My brain is filled with the stories behind the images of Congolese mothers carrying their babies to daycare on their backs through the streets of Erie; the refugee camp tent that a woman sketched on her math worksheet; the shaky pencil etching out a simple letter from a hand that had never been to school; the seemingly universal words of ‘pizza’, ‘chocolate’ and ‘bomb’; the tears that come from telling about leaving and leaving behind; celebrating new jobs; celebrating a child’s first full sentence in English; handbell performances with reindeer antlers and smiles; singing the blues with seven year olds, listening to a little person explain death; listening to a sister explain death; incense dispersing in the chapel; wood on the lathe; the swing of a compassionate rocking chair; the clinking of silverware and dishes in a full dining room on Christmas; rushing to the window to greet the deer; running feet on the roadside. 


Nature is budding and blossoming
and greening all over
(Photo by Erin Carey)
I often am the recipient of stories. Many of the sisters are great storytellers, describing life ‘Pre-Vatican II’, teaching grade school, starting ministries, or the adventures of a vacation. The stories can be funny, humble and honest. The refugees practice telling their story almost daily. When I pull them out of the classroom, they tell me where they are from, how many children they have, and if they are married. Through one of those questions, they usually tell a story through broken English about leaving their country or about their children or spouse. The stories can be tearful, unimaginable, and full of perspective. The kids at the Art House tell stories in seconds and when I least expect it: during class, in the hallway between classes, or while we are playing a game. Their stories are about their family, teachers, or artwork. I’ve learned to expect the unexpected with the timing of their stories, but they are honest and simple while telling about the places that have formed the child.


I find myself left with a number of touching experiences, conversations and moments. However, these can be overshadowed by an overwhelming number of questions: Why was I here?
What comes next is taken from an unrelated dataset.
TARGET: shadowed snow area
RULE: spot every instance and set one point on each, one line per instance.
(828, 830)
Why did I have to change so much through this experience? What is going to happen after I leave? The author Padraig O’ Tuama has come into my life recently and I’ve enjoyed his poetry, his challenge to ask better questions, and his insistence on the importance of stories.


Narrative Theology #1


And I said to him:

Are there answers to all of this?

And he said:

The answer is in a story

and the story is being told.

And I said:

But there is so much pain

And she answered plainly:

Pain will happen.

Then I said:

Will I ever find meaning?

The Inner courtyard telling
the story of springtime
(Photo by Erin Carey)
And they said:

You will find meaning

where you give meaning.

The answer is in a story

and the story isn’t finished.


I’m challenging myself in the last month of this experience to try and quiet the questions for a while and savor the stories I’ve been blessed with. I have been graced with the opportunity to participate in the unfolding story of Benedictine monastic life and to see the world through the lens of this community. Now comes the task of unraveling the stories I’ve heard over the past nine months. Through the stories of the refugee, the sisters and the kids at the Art House, my story of the last nine months will continue on into whatever the next step is. I can pull out the stories, savor them, give them meaning and then remember that the story isn’t finished and that my forming Benedictine heart will continue writing the story wherever I am.



  1. Beautiful story!! Looking forward to following the rest of your story in the years to come! ♥️

    1. We are blessed to have three beautiful women in our program this year. They will all be home soon!